A key driver for deforestation is raw material extraction and production, for example the production of food and timber or mining operations. Businesses consuming these resources are increasingly recognizing their share of responsibility in tackling the deforestation issue. One way they can do this is by ensuring that their raw material supply is produced and sourced sustainably. For example, if a business uses palm oil in their products, they will want to ensure that natural forests were not burned down and cleared to make way for a new palm oil plantation.
Geospatial analysis of satellite imagery taken of the locations where suppliers operate can be a powerful tool to detect problematic deforestation events. However, running such analyses is difficult, time-consuming, and resource-intensive. Amazon SageMaker geospatial capabilities—now generally available in the AWS Oregon Region—provide a new and much simpler solution to this problem. The tool makes it easy to access geospatial data sources, run purpose-built processing operations, apply pre-trained ML models, and use built-in visualization tools faster and at scale.
In this post, you will learn how to use SageMaker geospatial capabilities to easily baseline and monitor the vegetation type and density of areas where suppliers operate. Supply chain and sustainability professionals can use this solution to track the temporal and spatial dynamics of unsustainable deforestation in their supply chains. Specifically, the guidance provides data-driven insights into the following questions:
The solution uses SageMaker geospatial capabilities to retrieve up-to-date satellite imagery for any area of interest with just a few lines of code, and apply pre-built algorithms such as land use classifiers and band math operations. You can then visualize results using built-in mapping and raster image visualization tooling.
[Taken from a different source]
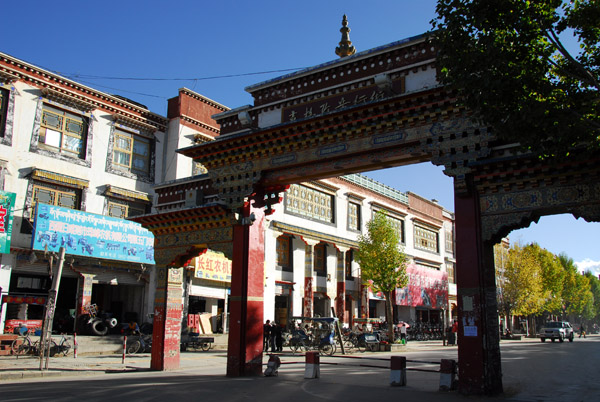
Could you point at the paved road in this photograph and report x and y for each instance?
(533, 371)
To derive further insights from the satellite data, the guidance uses the export functionality of Amazon SageMaker to save the processed satellite imagery to Amazon Simple Storage Service (Amazon S3), where data is cataloged and shared for custom postprocessing and analysis in an Amazon SageMaker Studio notebook with a SageMaker geospatial image. Results of these custom analyses are subsequently published and made observable in Amazon QuickSight so that procurement and sustainability teams can review supplier location vegetation data in one place. The following diagram illustrates this architecture.
The notebooks and code with a deployment-ready implementation of the analyses shown in this post are available at the GitHub repository Guidance for Geospatial Insights for Sustainability on AWS.
This post uses an area of interest (AOI) from Brazil where land clearing for cattle production, oilseed growing (soybean and palm oil), and timber harvesting is a major concern. You can also generalize this solution to any other desired AOI.
The following screenshot displays the AOI showing satellite imagery (visible band) from the European Space Agency’s Sentinel 2 satellite constellation retrieved and visualized in a SageMaker notebook. Agricultural regions are clearly visible against dark green natural rainforest. Note also the smoke originating from inside the AOI as well as a larger area to the North. Smoke is often an indicator of the use of fire in land clearing.
To identify and quantify changes in forest cover over time, this solution uses the Normalized Difference Vegetation Index (NDVI). . NDVI is calculated from the visible and near-infrared light reflected by vegetation. Healthy vegetation absorbs most of the visible light that hits it, and reflects a large portion of the near-infrared light. Unhealthy or sparse vegetation reflects more visible light and less near-infrared light. The index is computed by combining the red (visible) and near-infrared (NIR) bands of a satellite image into a single index ranging from -1 to 1.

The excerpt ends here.